Sehe ich das richtig und es werden eMails die per fetchmail oder Weiterleitungen in die Mailbox gelegt werden nicht per Spamfilter geprüft/aussortiert? Ich bekomme jedenfalls immer eine größere Anzahl an Spammails über eben diese Wege.

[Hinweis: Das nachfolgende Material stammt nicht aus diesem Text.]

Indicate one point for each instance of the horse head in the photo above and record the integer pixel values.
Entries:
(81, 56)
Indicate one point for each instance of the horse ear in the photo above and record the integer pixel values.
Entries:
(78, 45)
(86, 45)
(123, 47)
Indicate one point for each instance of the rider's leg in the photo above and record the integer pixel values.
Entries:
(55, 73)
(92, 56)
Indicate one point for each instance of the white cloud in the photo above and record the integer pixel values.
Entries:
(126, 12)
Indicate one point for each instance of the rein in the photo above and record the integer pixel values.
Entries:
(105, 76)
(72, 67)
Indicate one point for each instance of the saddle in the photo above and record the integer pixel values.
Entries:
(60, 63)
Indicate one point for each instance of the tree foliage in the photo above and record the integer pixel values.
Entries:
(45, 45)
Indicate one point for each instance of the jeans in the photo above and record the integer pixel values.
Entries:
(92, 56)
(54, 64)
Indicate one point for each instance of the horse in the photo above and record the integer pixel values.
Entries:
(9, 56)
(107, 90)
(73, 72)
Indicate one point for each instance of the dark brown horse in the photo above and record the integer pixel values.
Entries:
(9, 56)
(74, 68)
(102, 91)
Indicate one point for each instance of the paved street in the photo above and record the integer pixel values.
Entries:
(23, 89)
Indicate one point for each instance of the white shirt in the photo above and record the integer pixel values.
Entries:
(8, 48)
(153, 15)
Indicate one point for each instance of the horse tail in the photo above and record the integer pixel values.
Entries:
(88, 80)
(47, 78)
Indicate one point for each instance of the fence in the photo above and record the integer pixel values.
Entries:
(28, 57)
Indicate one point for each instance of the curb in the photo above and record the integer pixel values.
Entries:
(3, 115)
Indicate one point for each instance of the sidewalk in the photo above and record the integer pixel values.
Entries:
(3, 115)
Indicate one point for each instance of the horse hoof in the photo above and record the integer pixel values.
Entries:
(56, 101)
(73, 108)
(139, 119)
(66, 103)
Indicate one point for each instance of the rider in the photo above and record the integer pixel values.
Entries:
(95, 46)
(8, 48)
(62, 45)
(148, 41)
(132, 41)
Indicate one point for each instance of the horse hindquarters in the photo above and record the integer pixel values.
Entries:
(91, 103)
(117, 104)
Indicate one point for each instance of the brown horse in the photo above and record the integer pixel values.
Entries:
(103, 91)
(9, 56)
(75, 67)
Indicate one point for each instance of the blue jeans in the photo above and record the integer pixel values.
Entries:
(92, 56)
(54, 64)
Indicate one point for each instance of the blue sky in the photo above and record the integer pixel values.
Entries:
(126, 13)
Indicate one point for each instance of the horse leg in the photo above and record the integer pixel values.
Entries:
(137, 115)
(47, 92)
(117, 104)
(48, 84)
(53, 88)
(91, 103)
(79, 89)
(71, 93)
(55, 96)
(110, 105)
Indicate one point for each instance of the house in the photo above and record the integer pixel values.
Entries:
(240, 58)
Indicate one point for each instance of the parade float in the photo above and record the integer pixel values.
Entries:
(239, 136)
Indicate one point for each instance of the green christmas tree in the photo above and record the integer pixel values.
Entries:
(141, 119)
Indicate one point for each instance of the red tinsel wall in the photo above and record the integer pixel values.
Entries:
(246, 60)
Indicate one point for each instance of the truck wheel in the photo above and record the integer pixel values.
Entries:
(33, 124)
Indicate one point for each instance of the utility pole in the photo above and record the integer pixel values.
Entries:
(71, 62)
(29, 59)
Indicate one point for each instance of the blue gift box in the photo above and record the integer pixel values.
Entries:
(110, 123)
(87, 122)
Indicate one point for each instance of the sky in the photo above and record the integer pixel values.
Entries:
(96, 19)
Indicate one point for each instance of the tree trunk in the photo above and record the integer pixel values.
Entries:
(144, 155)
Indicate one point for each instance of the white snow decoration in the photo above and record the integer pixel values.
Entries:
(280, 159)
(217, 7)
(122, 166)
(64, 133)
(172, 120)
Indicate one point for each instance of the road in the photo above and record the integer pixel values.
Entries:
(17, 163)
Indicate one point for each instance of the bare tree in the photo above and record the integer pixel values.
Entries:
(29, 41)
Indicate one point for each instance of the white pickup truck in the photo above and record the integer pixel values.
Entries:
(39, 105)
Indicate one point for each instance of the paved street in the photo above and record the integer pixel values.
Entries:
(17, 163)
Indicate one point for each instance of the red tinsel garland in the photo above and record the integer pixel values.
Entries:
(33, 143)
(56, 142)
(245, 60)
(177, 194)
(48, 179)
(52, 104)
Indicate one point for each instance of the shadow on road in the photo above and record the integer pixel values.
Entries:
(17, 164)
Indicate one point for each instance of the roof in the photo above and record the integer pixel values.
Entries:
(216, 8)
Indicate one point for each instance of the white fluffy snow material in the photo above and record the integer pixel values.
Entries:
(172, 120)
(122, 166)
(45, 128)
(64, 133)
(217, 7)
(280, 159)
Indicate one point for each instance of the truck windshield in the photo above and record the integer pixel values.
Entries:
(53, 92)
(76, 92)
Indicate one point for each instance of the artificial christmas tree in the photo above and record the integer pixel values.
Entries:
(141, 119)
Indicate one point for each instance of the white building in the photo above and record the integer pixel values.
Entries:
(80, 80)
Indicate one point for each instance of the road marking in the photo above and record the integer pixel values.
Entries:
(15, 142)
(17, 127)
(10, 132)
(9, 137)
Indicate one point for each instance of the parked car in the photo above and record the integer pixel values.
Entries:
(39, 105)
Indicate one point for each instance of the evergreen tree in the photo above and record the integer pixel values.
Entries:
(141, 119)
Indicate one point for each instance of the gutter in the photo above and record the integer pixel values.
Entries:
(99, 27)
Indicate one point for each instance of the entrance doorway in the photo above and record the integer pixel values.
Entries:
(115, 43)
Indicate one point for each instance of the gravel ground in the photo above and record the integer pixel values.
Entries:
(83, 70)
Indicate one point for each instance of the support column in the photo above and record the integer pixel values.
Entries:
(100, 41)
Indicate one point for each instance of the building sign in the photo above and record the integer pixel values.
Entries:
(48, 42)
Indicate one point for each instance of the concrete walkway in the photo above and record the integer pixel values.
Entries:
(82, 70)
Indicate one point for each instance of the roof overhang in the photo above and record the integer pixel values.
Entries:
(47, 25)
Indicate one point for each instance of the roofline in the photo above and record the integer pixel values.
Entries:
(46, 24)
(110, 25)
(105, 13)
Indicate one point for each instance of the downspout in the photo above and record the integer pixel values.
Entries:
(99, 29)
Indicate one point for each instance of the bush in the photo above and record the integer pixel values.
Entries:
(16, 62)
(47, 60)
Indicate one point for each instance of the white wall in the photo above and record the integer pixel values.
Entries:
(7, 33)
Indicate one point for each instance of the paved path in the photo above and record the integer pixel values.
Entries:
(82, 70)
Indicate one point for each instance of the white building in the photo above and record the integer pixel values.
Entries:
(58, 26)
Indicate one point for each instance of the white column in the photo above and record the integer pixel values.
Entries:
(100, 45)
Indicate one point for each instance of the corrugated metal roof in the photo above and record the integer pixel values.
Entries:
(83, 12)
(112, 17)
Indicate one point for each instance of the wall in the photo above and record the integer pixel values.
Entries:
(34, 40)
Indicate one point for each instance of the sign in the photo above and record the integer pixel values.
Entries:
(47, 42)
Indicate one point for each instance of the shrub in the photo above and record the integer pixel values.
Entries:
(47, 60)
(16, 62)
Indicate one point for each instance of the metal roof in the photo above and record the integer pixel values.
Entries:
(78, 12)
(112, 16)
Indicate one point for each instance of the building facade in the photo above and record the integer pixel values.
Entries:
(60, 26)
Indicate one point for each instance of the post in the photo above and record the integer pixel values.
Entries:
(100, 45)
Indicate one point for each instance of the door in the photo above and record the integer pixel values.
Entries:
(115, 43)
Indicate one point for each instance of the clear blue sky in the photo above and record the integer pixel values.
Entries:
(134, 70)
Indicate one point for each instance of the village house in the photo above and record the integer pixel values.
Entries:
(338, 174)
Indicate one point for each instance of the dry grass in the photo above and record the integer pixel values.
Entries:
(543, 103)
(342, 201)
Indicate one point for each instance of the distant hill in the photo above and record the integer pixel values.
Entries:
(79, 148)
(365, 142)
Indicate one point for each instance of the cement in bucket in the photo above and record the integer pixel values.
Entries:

Gibt es da einen Workaround oder Ähnliches? Das ist bei mir gerade ein ziemliches Problem.


----------



## Till (7. Dez. 2011)

Alle Emails werden über den Spamfilter geleitet, kannst Du ja im Log selbst nachsehen. Aber viele Spamfilterfunktionen können bei Einlieferung über fetchmal nicht mehr greifen, da diese nur auf dem ersten Server der die Emails empfängt funktionieren.


----------



## Firebird (9. Dez. 2011)

Ok, aber ich hatte ein eMail Konto office@xxx.com bei dem die meisten SPAM-Mails aussortiert wurden. Jetzt habe ich statt dem Konto eine Weiterleitung auf eine andere Adresse, und die SPAM Mails gehen einfach durch.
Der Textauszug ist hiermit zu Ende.